The certification of the Electoral College votes that formalizes President-elect Joe Biden's victory, a Constitutionally-enshrined ceremony typically designed to show American democracy's strength, was disrupted within hours of Trumps incendiary demand for action in a speech to his supporters, as he implored them to "fight" to stop the "steal" of the election and march on the Capitol.

"After this, were going to walk down and Ill be there with you were going to walk down, were going to walk down to the Capitol," Trump said, "and were going to cheer on our brave senators and congressmen and women, and were probably not going to be cheering so much for some of them."

As his presidency enters its final days, Trump's speech was a valedictory that seethed with anger, and roused those who took it as a call to insurrection.

Rioters overran and overmatched Capitol security forces, breaking windows, stealing mementos and mocking the institution with photos showing them in seats of power.

One in the mob seized House Speaker Nancy Pelosi's dais, another her office.

A sea of red "Make America Great Again" hats stormed through Statuary Hall, a part of the Capitol familiar to tourists.

One man carried a Confederate flag under the same rotunda where Abraham Lincoln, and, just last year, the congressman and civil rights hero John Lewis, had laid in state.

A noose was photographed not far from the Capitols west front.

And the inauguration stand where Biden will put his hand on a Bible in two weeks was used by U.S. Capitol Police to fire pepper spray into the violent crowd.

Few escaped Trump's rage, not even his most loyal lieutenant, Vice President Mike Pence who had, for once, said he could not honour the presidents wishes that he overturn the electoral vote count because there was no legal authority for him to do so.

At his rally on the Ellipse, Trump said he would be "very disappointed" in his vice president, who a short time later had to be whisked to safety by Secret Service when the Capitols barriers were breached.

But the groundwork for the violence was laid far before the rally, which also included a call from the presidents personal attorney, Rudy Giuliani, for a "trial by combat" to settle accusations of election fraud.

Trump, who has long shied away from committing to a peaceful transfer of power, spent the better part of 2020 declaring that the election was "rigged" while making baseless accusations of widespread voter fraud that numerous federal courts and his former attorney general said did not exist.

The president was enabled by dozens of his fellow Republicans, who said they were willing to object to the count, a maneuver they knew would delay but not change the outcome.

Even when it became clear he had lost the election, Trump refused to acknowledge reality, insisting repeatedly that he had won in a landslide.

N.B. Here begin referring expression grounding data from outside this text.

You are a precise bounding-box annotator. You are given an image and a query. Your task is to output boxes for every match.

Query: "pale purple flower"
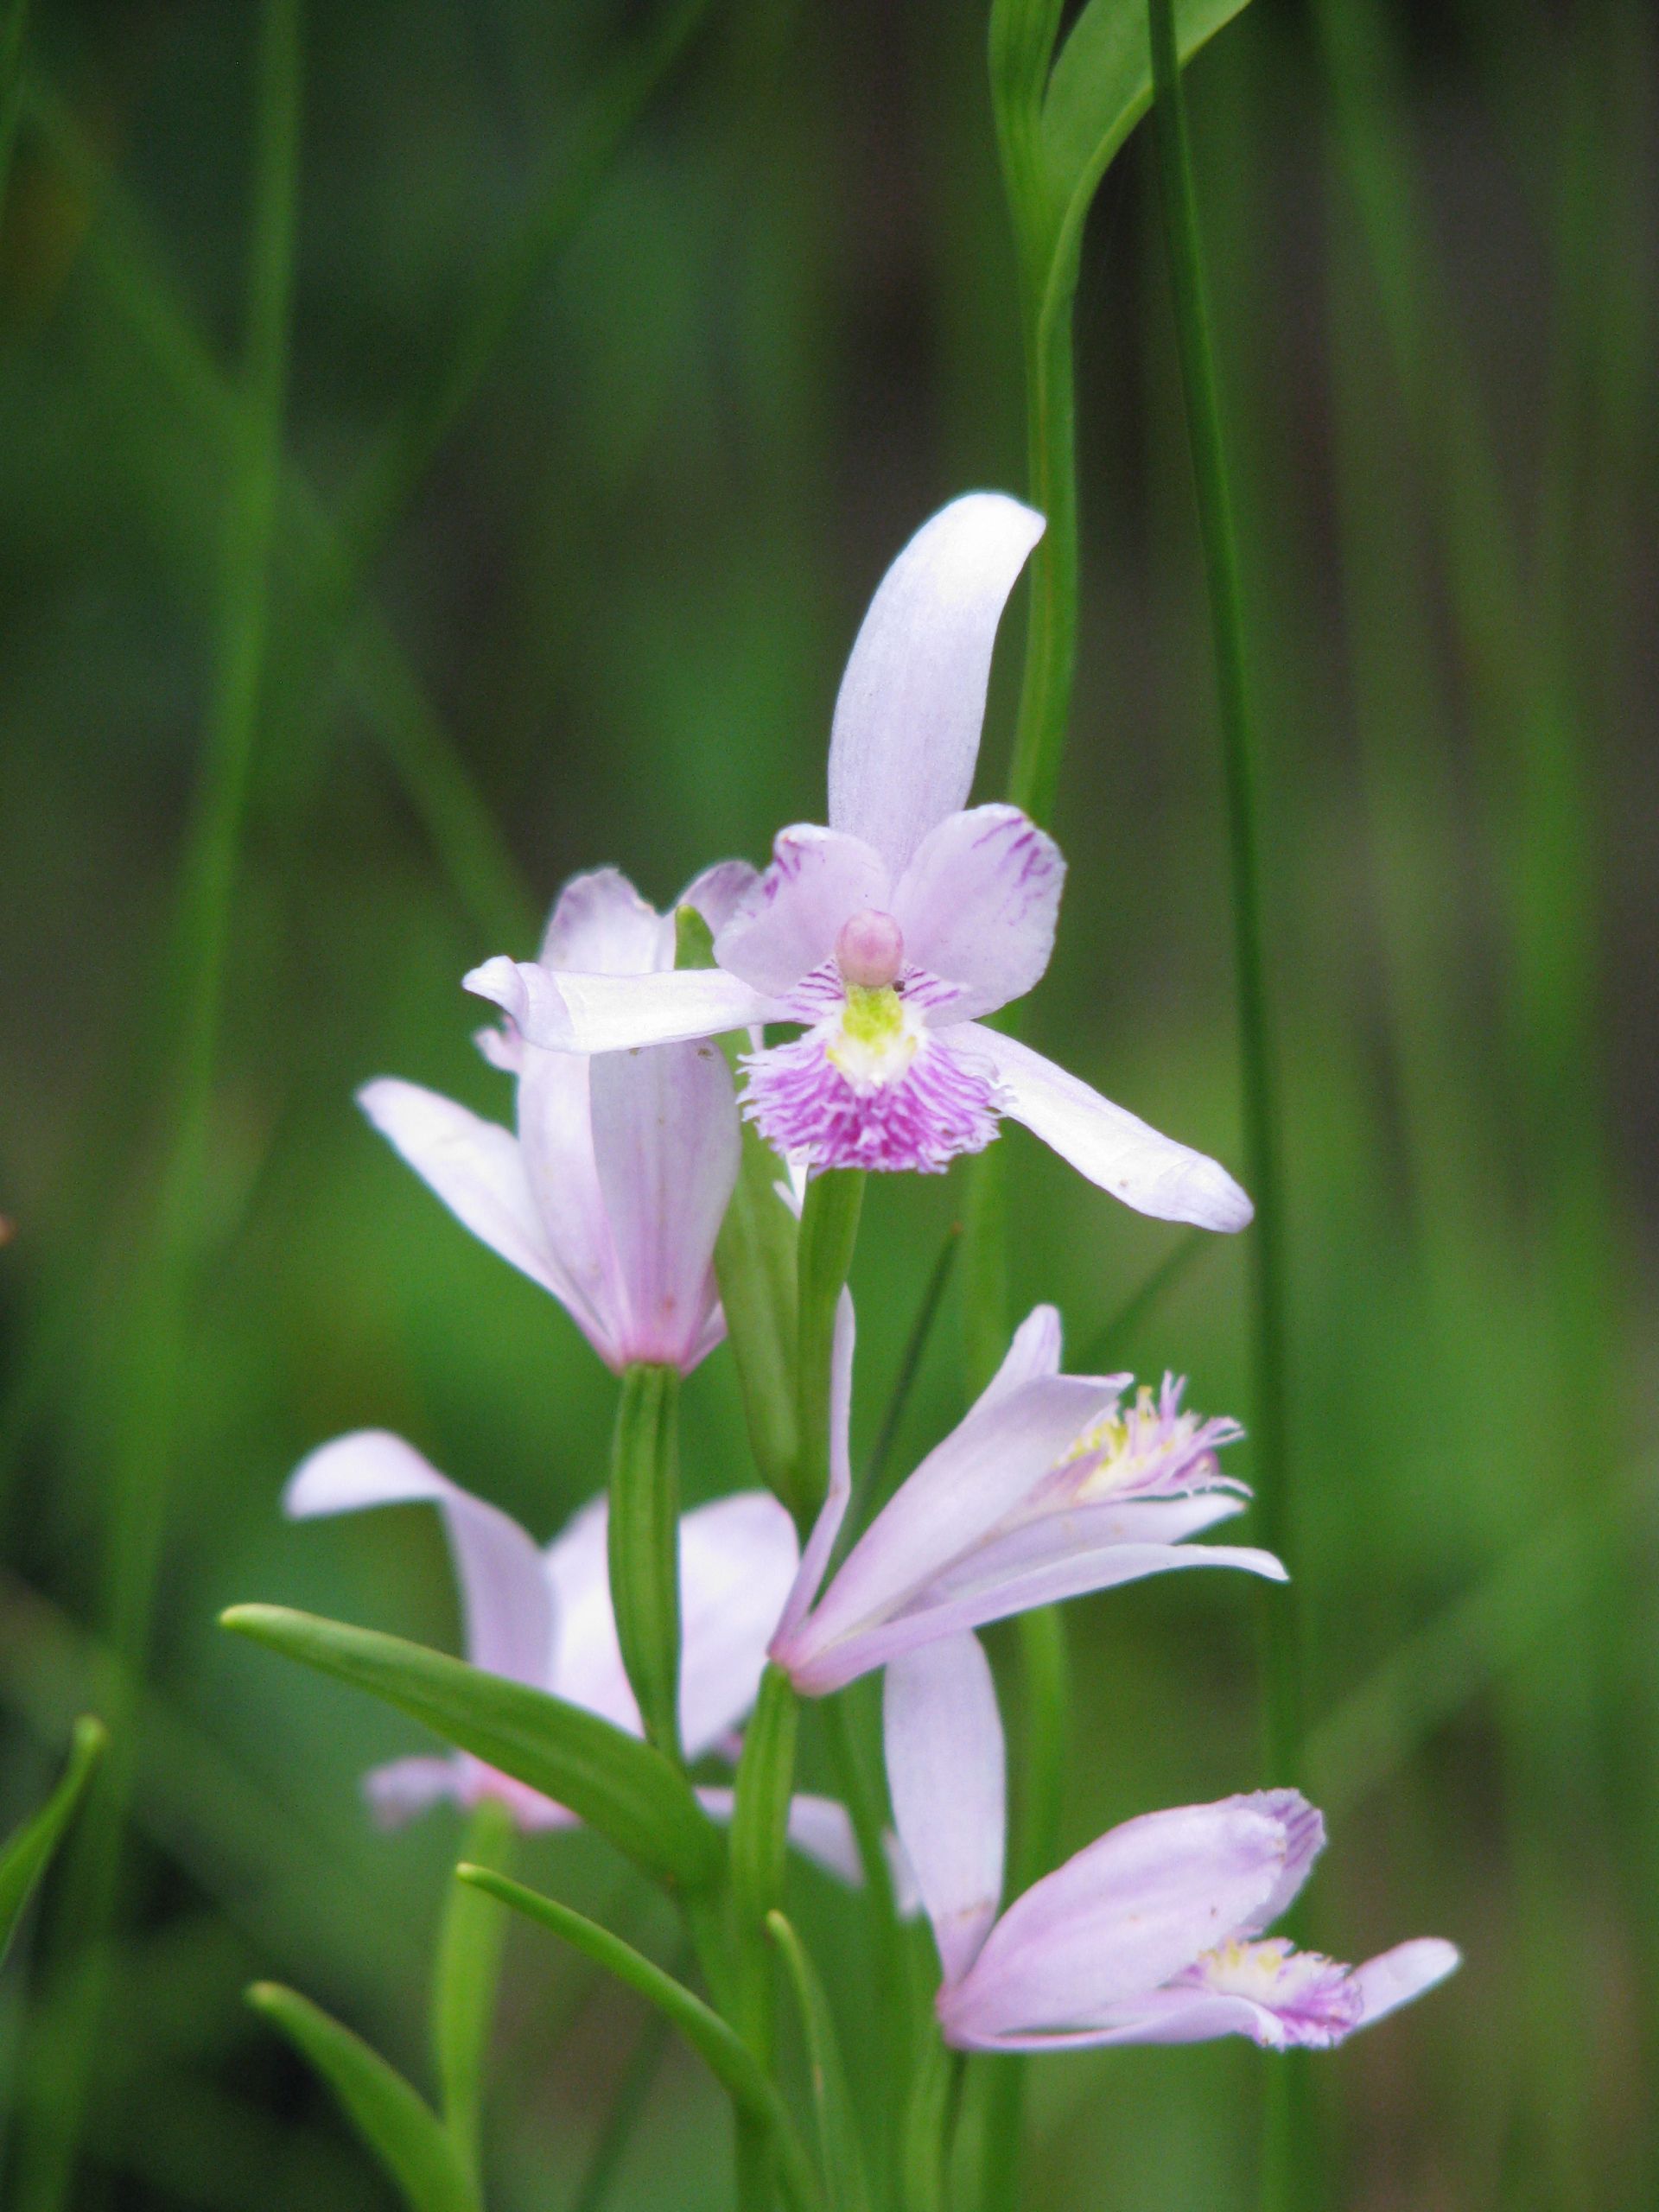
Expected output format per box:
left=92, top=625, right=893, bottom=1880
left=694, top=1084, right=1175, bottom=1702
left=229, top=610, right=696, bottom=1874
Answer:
left=770, top=1301, right=1284, bottom=1694
left=363, top=863, right=755, bottom=1375
left=465, top=495, right=1251, bottom=1230
left=283, top=1432, right=861, bottom=1881
left=886, top=1632, right=1459, bottom=2051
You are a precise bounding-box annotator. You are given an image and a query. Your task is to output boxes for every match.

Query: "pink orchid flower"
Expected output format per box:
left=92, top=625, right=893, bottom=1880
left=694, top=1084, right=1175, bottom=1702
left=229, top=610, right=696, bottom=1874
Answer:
left=465, top=495, right=1250, bottom=1230
left=887, top=1632, right=1459, bottom=2051
left=283, top=1431, right=860, bottom=1881
left=770, top=1300, right=1285, bottom=1695
left=363, top=863, right=756, bottom=1375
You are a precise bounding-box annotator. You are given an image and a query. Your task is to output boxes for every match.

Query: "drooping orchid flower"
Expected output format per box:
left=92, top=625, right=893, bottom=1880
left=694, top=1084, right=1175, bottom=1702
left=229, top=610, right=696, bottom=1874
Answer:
left=770, top=1301, right=1284, bottom=1694
left=283, top=1431, right=861, bottom=1881
left=887, top=1632, right=1459, bottom=2051
left=465, top=495, right=1251, bottom=1230
left=362, top=863, right=755, bottom=1375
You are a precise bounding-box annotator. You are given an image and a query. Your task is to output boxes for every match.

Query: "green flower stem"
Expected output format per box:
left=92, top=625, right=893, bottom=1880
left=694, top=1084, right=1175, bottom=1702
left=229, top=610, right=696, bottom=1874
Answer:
left=1006, top=294, right=1080, bottom=829
left=820, top=1686, right=913, bottom=2186
left=975, top=21, right=1084, bottom=2212
left=10, top=11, right=305, bottom=2209
left=1147, top=0, right=1299, bottom=1787
left=608, top=1365, right=684, bottom=1764
left=432, top=1799, right=516, bottom=2183
left=1146, top=5, right=1304, bottom=2206
left=793, top=1169, right=865, bottom=1527
left=728, top=1665, right=800, bottom=2058
left=677, top=904, right=803, bottom=1504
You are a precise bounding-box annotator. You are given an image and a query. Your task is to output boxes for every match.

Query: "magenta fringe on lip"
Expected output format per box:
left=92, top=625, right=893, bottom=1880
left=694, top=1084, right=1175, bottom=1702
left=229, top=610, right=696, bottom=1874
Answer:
left=740, top=1029, right=1003, bottom=1173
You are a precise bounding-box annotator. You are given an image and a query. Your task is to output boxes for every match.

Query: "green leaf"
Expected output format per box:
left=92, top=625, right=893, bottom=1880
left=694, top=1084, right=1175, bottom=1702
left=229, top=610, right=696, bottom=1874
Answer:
left=431, top=1798, right=515, bottom=2177
left=0, top=1714, right=106, bottom=1971
left=247, top=1983, right=479, bottom=2212
left=456, top=1866, right=822, bottom=2212
left=220, top=1605, right=721, bottom=1888
left=1039, top=0, right=1253, bottom=264
left=768, top=1912, right=872, bottom=2212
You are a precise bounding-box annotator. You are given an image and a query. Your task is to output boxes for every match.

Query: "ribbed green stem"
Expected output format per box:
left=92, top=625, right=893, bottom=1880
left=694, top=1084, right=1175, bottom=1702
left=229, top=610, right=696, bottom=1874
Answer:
left=1146, top=0, right=1299, bottom=1779
left=1147, top=5, right=1303, bottom=2209
left=821, top=1685, right=913, bottom=2184
left=1006, top=296, right=1079, bottom=828
left=729, top=1665, right=799, bottom=2060
left=608, top=1365, right=683, bottom=1764
left=433, top=1800, right=515, bottom=2183
left=793, top=1170, right=865, bottom=1526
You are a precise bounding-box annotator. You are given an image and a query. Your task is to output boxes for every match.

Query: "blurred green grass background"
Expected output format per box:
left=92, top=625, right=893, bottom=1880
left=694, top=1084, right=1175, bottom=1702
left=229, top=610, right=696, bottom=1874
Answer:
left=0, top=0, right=1654, bottom=2205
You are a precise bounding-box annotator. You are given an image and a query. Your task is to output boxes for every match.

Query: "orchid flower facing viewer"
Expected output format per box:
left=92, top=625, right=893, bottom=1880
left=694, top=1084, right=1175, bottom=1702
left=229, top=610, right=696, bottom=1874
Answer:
left=770, top=1301, right=1284, bottom=1694
left=887, top=1633, right=1459, bottom=2050
left=284, top=1432, right=860, bottom=1879
left=466, top=495, right=1250, bottom=1230
left=364, top=864, right=755, bottom=1374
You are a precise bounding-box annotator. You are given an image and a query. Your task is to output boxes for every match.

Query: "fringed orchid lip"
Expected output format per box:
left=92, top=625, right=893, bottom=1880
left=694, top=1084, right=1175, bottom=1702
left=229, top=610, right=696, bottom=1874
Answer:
left=465, top=493, right=1254, bottom=1231
left=881, top=1632, right=1460, bottom=2056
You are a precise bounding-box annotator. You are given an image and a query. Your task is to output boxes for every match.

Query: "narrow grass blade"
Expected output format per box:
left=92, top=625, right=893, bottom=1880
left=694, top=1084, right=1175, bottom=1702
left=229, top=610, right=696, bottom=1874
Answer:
left=246, top=1984, right=479, bottom=2212
left=767, top=1911, right=872, bottom=2212
left=0, top=1717, right=106, bottom=1972
left=430, top=1798, right=515, bottom=2178
left=455, top=1867, right=822, bottom=2212
left=219, top=1606, right=721, bottom=1889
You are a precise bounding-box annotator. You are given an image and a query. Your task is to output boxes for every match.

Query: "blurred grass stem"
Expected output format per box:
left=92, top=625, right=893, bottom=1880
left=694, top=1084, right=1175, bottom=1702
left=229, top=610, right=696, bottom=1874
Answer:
left=1147, top=6, right=1305, bottom=2204
left=11, top=8, right=305, bottom=2205
left=1146, top=0, right=1297, bottom=1777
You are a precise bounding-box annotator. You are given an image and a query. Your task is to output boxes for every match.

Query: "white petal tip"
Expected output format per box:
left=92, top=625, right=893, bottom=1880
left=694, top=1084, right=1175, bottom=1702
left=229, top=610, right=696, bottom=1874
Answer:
left=462, top=956, right=535, bottom=1027
left=1190, top=1165, right=1254, bottom=1233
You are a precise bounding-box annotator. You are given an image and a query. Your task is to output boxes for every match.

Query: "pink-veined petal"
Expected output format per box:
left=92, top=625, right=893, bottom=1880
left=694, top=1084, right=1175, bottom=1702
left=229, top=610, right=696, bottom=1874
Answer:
left=677, top=1492, right=800, bottom=1756
left=771, top=1288, right=856, bottom=1652
left=800, top=1537, right=1282, bottom=1694
left=892, top=806, right=1064, bottom=1021
left=364, top=1756, right=466, bottom=1828
left=1230, top=1791, right=1325, bottom=1933
left=943, top=1800, right=1289, bottom=2044
left=788, top=1372, right=1121, bottom=1675
left=538, top=867, right=664, bottom=974
left=962, top=1027, right=1254, bottom=1231
left=674, top=859, right=763, bottom=948
left=715, top=826, right=891, bottom=997
left=286, top=1432, right=553, bottom=1688
left=1351, top=1938, right=1461, bottom=2028
left=828, top=494, right=1045, bottom=875
left=357, top=1076, right=590, bottom=1319
left=512, top=1047, right=622, bottom=1363
left=589, top=1040, right=739, bottom=1370
left=465, top=958, right=777, bottom=1054
left=883, top=1633, right=1006, bottom=1987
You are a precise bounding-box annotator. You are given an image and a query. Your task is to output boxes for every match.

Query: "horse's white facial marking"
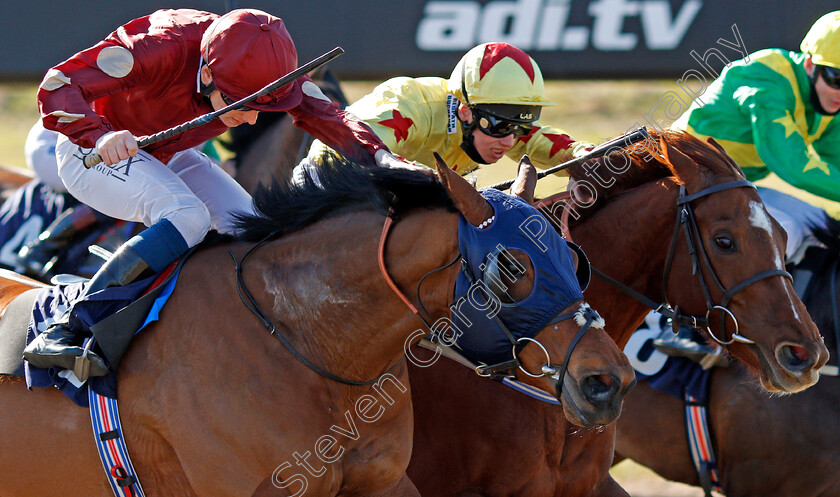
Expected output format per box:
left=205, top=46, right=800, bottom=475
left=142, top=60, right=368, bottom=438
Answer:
left=749, top=200, right=800, bottom=321
left=749, top=201, right=783, bottom=270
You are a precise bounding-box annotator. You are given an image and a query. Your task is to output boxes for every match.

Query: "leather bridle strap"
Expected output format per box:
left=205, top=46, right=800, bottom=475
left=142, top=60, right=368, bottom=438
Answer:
left=231, top=232, right=403, bottom=387
left=377, top=211, right=461, bottom=331
left=592, top=179, right=792, bottom=343
left=535, top=191, right=574, bottom=241
left=662, top=180, right=792, bottom=344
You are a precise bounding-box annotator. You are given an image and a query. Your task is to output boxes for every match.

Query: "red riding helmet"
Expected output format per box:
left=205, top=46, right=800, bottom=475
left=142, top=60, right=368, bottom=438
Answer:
left=200, top=9, right=301, bottom=111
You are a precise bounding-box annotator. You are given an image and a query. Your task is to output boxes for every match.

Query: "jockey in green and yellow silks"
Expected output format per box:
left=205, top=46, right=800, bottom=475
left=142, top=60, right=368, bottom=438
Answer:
left=658, top=11, right=840, bottom=361
left=302, top=43, right=590, bottom=176
left=673, top=10, right=840, bottom=201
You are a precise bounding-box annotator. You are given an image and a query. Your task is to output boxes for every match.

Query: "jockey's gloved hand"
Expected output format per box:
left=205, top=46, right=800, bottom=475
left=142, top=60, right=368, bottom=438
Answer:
left=95, top=130, right=138, bottom=165
left=374, top=149, right=428, bottom=172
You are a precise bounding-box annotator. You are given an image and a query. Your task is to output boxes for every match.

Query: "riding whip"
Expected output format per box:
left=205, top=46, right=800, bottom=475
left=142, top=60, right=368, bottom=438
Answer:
left=489, top=126, right=650, bottom=191
left=83, top=46, right=345, bottom=168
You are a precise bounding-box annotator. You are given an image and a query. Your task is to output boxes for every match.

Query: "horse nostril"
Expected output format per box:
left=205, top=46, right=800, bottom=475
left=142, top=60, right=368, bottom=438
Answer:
left=791, top=345, right=810, bottom=363
left=778, top=344, right=813, bottom=372
left=597, top=373, right=613, bottom=387
left=582, top=374, right=617, bottom=404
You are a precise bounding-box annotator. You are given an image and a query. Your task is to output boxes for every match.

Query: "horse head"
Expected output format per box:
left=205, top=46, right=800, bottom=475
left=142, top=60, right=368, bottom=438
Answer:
left=435, top=154, right=635, bottom=426
left=660, top=134, right=827, bottom=391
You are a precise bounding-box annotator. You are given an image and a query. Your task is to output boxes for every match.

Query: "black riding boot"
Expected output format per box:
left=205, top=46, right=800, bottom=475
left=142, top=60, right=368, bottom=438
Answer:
left=22, top=244, right=151, bottom=377
left=18, top=204, right=106, bottom=278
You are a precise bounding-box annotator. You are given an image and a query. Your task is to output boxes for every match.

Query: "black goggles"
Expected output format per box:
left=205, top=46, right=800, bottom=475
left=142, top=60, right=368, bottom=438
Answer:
left=220, top=92, right=253, bottom=112
left=818, top=65, right=840, bottom=90
left=472, top=108, right=533, bottom=139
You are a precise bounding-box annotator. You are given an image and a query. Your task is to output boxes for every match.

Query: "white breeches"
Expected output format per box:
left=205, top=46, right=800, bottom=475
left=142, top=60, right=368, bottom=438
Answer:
left=55, top=134, right=253, bottom=247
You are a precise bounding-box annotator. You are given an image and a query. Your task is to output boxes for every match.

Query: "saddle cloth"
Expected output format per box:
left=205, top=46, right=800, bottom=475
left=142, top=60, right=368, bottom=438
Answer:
left=624, top=312, right=712, bottom=404
left=21, top=264, right=182, bottom=407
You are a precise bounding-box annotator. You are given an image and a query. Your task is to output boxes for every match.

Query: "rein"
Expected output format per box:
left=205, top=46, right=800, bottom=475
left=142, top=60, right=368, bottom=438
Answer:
left=552, top=179, right=792, bottom=346
left=229, top=232, right=403, bottom=387
left=379, top=209, right=599, bottom=388
left=662, top=181, right=791, bottom=345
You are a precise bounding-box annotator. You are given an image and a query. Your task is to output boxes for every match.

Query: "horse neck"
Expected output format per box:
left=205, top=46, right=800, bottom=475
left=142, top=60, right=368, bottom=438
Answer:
left=572, top=179, right=679, bottom=347
left=248, top=209, right=461, bottom=381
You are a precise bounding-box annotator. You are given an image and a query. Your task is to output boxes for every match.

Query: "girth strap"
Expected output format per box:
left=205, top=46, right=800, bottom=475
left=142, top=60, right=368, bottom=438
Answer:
left=89, top=387, right=145, bottom=497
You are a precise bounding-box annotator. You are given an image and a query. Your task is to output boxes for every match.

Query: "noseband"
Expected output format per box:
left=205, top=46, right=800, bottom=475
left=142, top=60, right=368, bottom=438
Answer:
left=378, top=211, right=601, bottom=389
left=661, top=180, right=791, bottom=345
left=584, top=179, right=792, bottom=346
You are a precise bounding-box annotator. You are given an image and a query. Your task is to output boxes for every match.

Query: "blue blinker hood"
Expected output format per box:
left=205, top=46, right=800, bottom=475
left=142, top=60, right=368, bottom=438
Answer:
left=449, top=188, right=584, bottom=365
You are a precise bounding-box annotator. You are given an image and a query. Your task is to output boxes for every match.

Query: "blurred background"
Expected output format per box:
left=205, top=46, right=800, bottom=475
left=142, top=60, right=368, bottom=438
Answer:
left=2, top=0, right=838, bottom=212
left=2, top=2, right=838, bottom=494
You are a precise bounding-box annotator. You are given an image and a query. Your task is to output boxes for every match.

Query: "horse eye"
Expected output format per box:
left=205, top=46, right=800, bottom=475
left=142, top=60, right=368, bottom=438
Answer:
left=484, top=249, right=533, bottom=304
left=715, top=236, right=734, bottom=251
left=502, top=254, right=526, bottom=276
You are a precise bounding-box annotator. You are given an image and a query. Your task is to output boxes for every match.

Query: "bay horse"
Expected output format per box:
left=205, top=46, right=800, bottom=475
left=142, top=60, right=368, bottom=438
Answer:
left=614, top=216, right=840, bottom=497
left=0, top=155, right=632, bottom=496
left=405, top=130, right=828, bottom=496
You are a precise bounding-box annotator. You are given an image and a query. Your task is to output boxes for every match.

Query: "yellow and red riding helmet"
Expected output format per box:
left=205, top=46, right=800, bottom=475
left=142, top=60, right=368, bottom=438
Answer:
left=447, top=42, right=554, bottom=123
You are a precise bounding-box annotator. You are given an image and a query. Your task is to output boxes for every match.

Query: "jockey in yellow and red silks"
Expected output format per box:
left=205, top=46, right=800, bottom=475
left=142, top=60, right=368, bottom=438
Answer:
left=304, top=43, right=591, bottom=176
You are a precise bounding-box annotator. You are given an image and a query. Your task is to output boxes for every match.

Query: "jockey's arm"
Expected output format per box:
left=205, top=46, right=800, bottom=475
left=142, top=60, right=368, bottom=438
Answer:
left=749, top=88, right=840, bottom=202
left=288, top=78, right=389, bottom=166
left=505, top=124, right=592, bottom=173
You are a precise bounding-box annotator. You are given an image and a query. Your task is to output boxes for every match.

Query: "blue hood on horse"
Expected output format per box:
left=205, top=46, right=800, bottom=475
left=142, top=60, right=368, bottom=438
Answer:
left=452, top=188, right=585, bottom=365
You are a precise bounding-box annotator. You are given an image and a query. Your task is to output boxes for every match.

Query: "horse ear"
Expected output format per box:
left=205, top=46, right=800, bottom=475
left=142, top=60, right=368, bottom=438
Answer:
left=510, top=155, right=537, bottom=204
left=706, top=137, right=747, bottom=180
left=434, top=152, right=495, bottom=227
left=658, top=134, right=704, bottom=187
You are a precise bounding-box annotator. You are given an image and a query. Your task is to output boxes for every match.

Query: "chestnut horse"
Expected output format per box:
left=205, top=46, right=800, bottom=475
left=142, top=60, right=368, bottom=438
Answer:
left=0, top=156, right=633, bottom=496
left=614, top=217, right=840, bottom=497
left=405, top=130, right=828, bottom=496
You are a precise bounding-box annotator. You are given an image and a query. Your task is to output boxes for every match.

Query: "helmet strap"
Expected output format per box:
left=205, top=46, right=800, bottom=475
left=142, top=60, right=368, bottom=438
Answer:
left=458, top=69, right=491, bottom=164
left=808, top=67, right=840, bottom=116
left=199, top=58, right=217, bottom=100
left=459, top=115, right=491, bottom=165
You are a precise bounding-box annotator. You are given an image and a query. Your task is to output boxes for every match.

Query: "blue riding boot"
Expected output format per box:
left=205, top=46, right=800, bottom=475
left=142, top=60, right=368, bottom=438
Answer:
left=22, top=220, right=189, bottom=377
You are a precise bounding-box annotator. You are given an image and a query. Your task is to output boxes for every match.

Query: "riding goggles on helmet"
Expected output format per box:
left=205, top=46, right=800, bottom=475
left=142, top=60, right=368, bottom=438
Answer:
left=819, top=65, right=840, bottom=89
left=472, top=107, right=533, bottom=139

His lost to Biden by seven million voters.

But his supporters were more than willing to accept his effort to subvert the verdict of voters.

Just weeks ago, he tweeted "Big protest in DC on January 6th. Be there, will be wild!" And even after siege began, and members of his own party, including some trapped in the Capitol and hiding for their lives, begged him to forcibly condemn the act of domestic terrorism, Trump refused.